Data Observability

Why We Built Our Feature Store in Snowflake’s Snowpark (And Moved Away From SQL)

feature store in snowflake snowpark

Ryan Kearns

Ryan is a data scientist at Monte Carlo.

Every data science team has that moment where it realizes it has outgrown its initial architecture. That moment came quickly for our team and our SQL-based feature store. 

Within a few years our organization had scaled from supporting dozens to hundreds of clients, each of whom seemed to require different feature requests for more advanced use cases. Our codebase and data science team were growing rapidly in parallel as well.

Realizing our tech debt bill had come due, we decided to seize the opportunity to create a more robust feature store with Python in Snowpark. Here’s how and why we did it.

Why ML features are important to Monte Carlo

Monte Carlo’s data observability platform leverages a variety of machine learning models to infer if the behavior of the user’s data is within an expected range or anomalous. Examples include: when the data arrived, how many rows were loaded, rate of NULL values, and more signals of unreliable data.

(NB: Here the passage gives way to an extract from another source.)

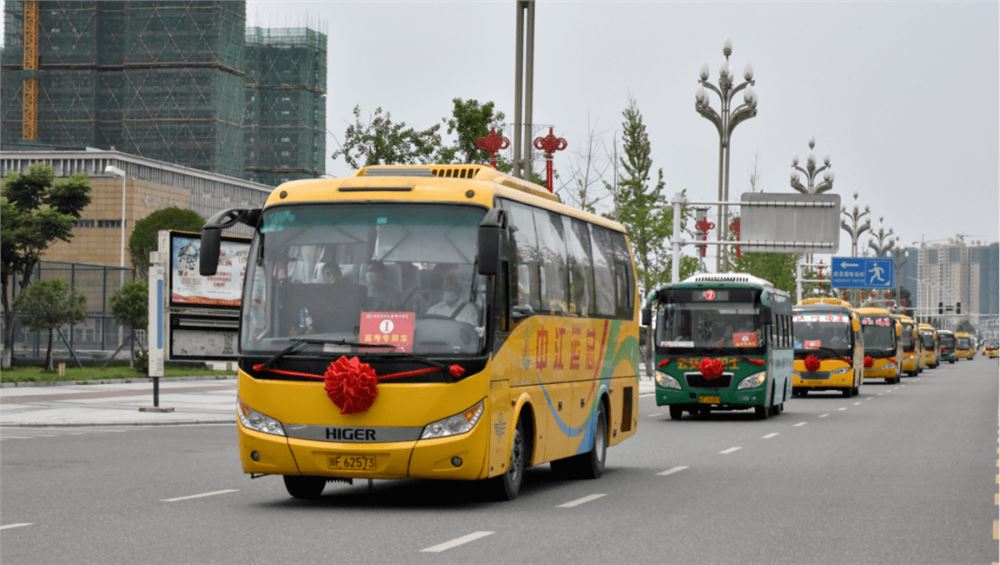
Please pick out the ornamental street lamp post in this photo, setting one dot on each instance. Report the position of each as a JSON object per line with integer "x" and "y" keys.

The types of anomalies we detect are strong indications there is a broken data pipeline or other data quality issue that needs to be resolved (we help with that part too, but that’s beside the point).

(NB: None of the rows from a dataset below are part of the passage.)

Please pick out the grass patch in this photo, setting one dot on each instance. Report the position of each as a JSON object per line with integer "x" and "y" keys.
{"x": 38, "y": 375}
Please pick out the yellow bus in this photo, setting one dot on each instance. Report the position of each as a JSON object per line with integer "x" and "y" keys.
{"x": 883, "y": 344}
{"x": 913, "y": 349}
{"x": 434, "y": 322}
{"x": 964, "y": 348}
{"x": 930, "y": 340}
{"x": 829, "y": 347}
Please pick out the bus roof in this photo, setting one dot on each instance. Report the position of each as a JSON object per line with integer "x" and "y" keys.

To do this accurately, our ML models, like all ML models, need to understand what attributes or characteristics of the data’s behavior are important and what weight to give those attributes. 

In data science we call these attributes “features,” which are essentially what the rest of the data world calls a key metric. 

Example features of a generic ML model. Source.

The machine learning algorithm that determines how much weight or significance to assign to each feature is often romanticized as the secret sauce, but feature selection, engineering, and quality control is often just as, if not more, important to a successful deployment.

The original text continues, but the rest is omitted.